DE NOTRE CORRESPONDANTE
LA FILARIOSE lymphatique affecte à travers le monde (80 pays) plus de 120 millions de personnes, dont un tiers gravement handicapés ou défigurés par la maladie.
Elle est causée par les vers parasites filiformes Wuchereria bancrofti et Brugia malayi, qui s'installent dans le système lymphatique après avoir été transmis par piqûres de moustiques infectés. A la phase chronique, des lymphdèmes peuvent se former et donner l'éléphantiasis au niveau des membres (les bras ou les jambes ressemblant aux pattes d'un éléphant) et/ou une hydrocèle au niveau des bourses chez l'homme et des seins chez les femmes.
La bactérie Wolbachia pipientis est une bactérie intracytoplasmique endosymbiote des invertébrés (dont les insectes), transmise par la mère à sa descendance. Elle est capable de disséminer rapidement dans une population d'insectes.
La souche popcorn.
La souche wMelPop ou « popcorn » est naturellement trouvée chez une mouche drosophile ( Drosophila melanogaster) et réduit sa longévité ; un précédent travail avait montre que l'introduction de cette souche endosymbiote chez le moustique Aedes aegypti raccourcissait de moitié la durée de vie du moustique.
Cet effet délétère sur la longévité était intéressant, offrant une stratégie potentielle pour réduire la transmission des parasitoses transmises par les moustiques.
En effet, les filaires et autres parasites transmis par les moustiques requièrent une période d'incubation entre l'ingestion et la transmission qui est assez longue par rapport à la durée de vie du moustique, de sorte que seuls les moustiques plus âgés au sein d'une population sont potentiellement infectieux.
L'équipe du Dr Steven Sinkins (université d'Oxford, Royaume-Uni) montre maintenant que la souche « popcorn » non seulement réduit la durée de vie du moustique, mais provoque une réponse immunitaire innée constitutive chez le moustique Aedes aegypti, qui devient capable d'inhiber le développement des vers filaires.
Ainsi, l'infection du moustique par la souche « popcorn » de la bactérie Wolbachia active environ 200 gènes dont 78 sont impliques dans la réponse immune.
Les chercheurs montrent que, dix jours après un repas sanguin contaminé par des microfilaires Brugia pahangi (modèle de filaire infectant le rongeur de laboratoire), les moustiques portant la souche « popcorn » hébergent dans le sang un nombre de microfilaires qui est réduit de 50 à 85 %, en comparaison des moustiques non porteurs de Wolbachia.
Le coût de l'activation constitutive des gènes d'immunité pourrait expliquer ou contribuer à la longévité raccourcie des moustiques infectes par cette souche de la bactérie Wolbachia.
Les étapes vers la pratique.
« Pour mettre en pratique cette approche, plusieurs étapes sont nécessaires », explique au « Quotidien » le Dr Sinkins. « D'abord il faudra transfecter une autre espèce de moustique, Aedes polynesiensis, qui est le principal agent de transmission de filariose lymphatique en Polynésie, et vérifier ensuite l’effet de l'infection sur le nématode W. bancrofti. »
Une autre espèce de moustique qu'il serait intéressant de cibler est Culex quinquefasciatus, le vecteur urbain principal de W. bancrofti à travers les tropiques.
« Pour générer de nouvelles lignées porteuses de Wolbachia, explique le Dr Sinkins, on effectue des micro-injections de Wolbachia purifiées dans des embryons (ufs) de moustiques à grande échelle, puis on sélectionne les femelles qui ont incorporé Wolbachia dans leurs cellules germinales et sont ainsi capables de la transmettre à leur descendance.
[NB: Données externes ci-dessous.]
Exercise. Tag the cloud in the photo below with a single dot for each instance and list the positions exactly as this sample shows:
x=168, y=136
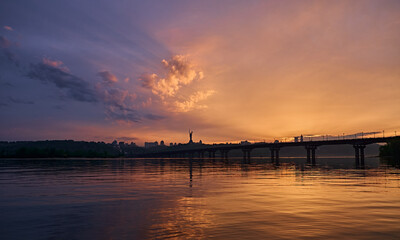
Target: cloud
x=127, y=138
x=191, y=102
x=119, y=104
x=4, y=42
x=180, y=72
x=108, y=77
x=11, y=57
x=19, y=101
x=75, y=87
x=55, y=64
x=8, y=28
Les lignées sélectionnées sont amplifiées au laboratoire afin d’obtenir d’un grand nombre de moustiques. Ensuite plusieurs étapes de tests en semi-liberté (utilisation de grandes cages sur le terrain en partenariat avec nos collaborateurs au Kenya) sont nécessaires afin d’étudier la capacité de ces moustiques porteurs de Wolbachia a se répandre au sein d’une population non porteuse, et d’évaluer les risques potentiels. »
La souche « popcorn » de la bactérie Wolbachia pourrait être utilisée pour contrôler d'autres parasitoses transmises par les moustiques, telles que le paludisme.
« Un de nos objectifs principaux est de créer une transfection de Wolbachia chez une autre espèce de moustique, l’anophèle, qui est le vecteur du paludisme, en espérant ainsi réduire ou éliminer sa capacité de transmission de ce fléau. »
Science 2 oct 2009, Kambris et coll.